Os fortes devem amparar, não esmagar os fracos

 

Célia Cazeta – com quem estamos casado há mais de 54 anos – e nós somos de famílias bastante numerosas. Ao todo, temos 17 irmãos, dez do nosso lado, sete do lado dela, e por conseguinte uma multidão de sobrinhos e outro número já bem grande dos filhos destes.

Como sabemos, em uma família numerosa nem todos conseguem o mesmo sucesso no âmbito profissional. São diversas as razões. Há aqueles que conseguem oportunidades que faltam a outros, condições mais favoráveis para estudar, facilidade na questão do emprego, saúde em ordem e por aí vai. Deste modo há nas famílias em geral alguns que conseguem uma situação econômica mais favorecida, enquanto outros lutam com dificuldades para custeio das despesas correntes com escola, saúde e até alimentação.
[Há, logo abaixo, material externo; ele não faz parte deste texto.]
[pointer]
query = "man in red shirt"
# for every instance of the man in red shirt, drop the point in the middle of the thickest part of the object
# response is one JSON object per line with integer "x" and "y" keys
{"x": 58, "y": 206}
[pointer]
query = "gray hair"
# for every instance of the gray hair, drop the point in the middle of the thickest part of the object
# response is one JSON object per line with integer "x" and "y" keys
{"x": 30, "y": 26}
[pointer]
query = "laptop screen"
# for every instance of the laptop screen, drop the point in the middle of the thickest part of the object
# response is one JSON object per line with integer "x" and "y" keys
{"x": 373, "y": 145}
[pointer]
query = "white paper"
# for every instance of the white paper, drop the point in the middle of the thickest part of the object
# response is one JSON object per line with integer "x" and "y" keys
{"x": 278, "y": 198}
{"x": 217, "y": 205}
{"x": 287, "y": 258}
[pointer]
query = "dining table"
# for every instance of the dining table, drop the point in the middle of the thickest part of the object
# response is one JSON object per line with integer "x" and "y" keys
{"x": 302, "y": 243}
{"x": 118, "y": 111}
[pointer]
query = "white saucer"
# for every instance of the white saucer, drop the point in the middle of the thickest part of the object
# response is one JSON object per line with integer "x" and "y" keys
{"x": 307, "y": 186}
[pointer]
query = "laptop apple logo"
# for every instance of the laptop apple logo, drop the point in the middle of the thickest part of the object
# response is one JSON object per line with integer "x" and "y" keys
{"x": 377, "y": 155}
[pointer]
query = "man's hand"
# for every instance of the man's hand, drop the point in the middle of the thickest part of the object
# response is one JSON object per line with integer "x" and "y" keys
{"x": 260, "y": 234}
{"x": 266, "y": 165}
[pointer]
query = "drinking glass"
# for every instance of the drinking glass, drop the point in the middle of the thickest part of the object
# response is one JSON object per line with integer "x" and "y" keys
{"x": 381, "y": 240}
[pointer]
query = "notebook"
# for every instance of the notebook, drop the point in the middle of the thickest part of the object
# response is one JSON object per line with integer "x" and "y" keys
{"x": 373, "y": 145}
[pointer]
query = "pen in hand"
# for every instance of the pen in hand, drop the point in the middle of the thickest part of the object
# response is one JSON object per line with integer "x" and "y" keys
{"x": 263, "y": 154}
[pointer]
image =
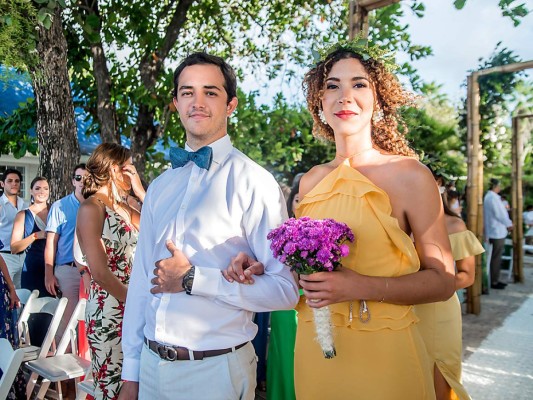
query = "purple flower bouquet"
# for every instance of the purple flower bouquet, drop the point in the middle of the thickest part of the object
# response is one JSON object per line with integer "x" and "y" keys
{"x": 308, "y": 246}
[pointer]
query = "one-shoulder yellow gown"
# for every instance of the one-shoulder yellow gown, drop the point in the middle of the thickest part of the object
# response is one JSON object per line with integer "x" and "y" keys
{"x": 441, "y": 323}
{"x": 385, "y": 358}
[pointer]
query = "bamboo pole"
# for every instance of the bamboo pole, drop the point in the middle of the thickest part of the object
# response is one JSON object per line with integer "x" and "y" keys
{"x": 517, "y": 147}
{"x": 474, "y": 192}
{"x": 475, "y": 180}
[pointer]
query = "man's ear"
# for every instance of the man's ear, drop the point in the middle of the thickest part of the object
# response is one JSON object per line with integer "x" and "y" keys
{"x": 232, "y": 105}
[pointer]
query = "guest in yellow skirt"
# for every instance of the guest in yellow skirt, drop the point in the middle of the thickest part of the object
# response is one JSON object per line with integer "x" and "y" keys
{"x": 441, "y": 323}
{"x": 375, "y": 185}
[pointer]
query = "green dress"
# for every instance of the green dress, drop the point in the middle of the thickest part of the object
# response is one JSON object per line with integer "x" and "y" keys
{"x": 280, "y": 361}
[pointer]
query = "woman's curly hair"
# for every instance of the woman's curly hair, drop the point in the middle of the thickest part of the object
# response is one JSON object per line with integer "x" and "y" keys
{"x": 390, "y": 96}
{"x": 99, "y": 166}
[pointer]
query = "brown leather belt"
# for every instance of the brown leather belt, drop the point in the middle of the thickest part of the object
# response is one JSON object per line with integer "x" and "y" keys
{"x": 174, "y": 353}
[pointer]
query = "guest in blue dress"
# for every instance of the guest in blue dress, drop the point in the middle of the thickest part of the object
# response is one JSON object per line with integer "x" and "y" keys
{"x": 29, "y": 235}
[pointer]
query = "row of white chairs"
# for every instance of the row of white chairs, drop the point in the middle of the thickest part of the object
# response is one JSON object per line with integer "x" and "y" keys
{"x": 50, "y": 363}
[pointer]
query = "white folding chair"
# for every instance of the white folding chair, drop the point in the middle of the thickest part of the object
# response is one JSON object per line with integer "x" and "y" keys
{"x": 86, "y": 386}
{"x": 60, "y": 366}
{"x": 9, "y": 364}
{"x": 25, "y": 300}
{"x": 24, "y": 295}
{"x": 50, "y": 305}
Cientes disso, sempre que podemos, temos procurado fazer algo no sentido de minimizar as dificuldades de um e outro familiar, geralmente com apoio de familiares generosos, o que não falta nas famílias em que Célia Cazeta e nós fomos criados. Não se trata, evidentemente, de nada especial, nada mais do que o cumprimento de um dever, visto que entendemos que aqueles que podem ajudar devem fazê-lo sempre que se apresentar a necessidade.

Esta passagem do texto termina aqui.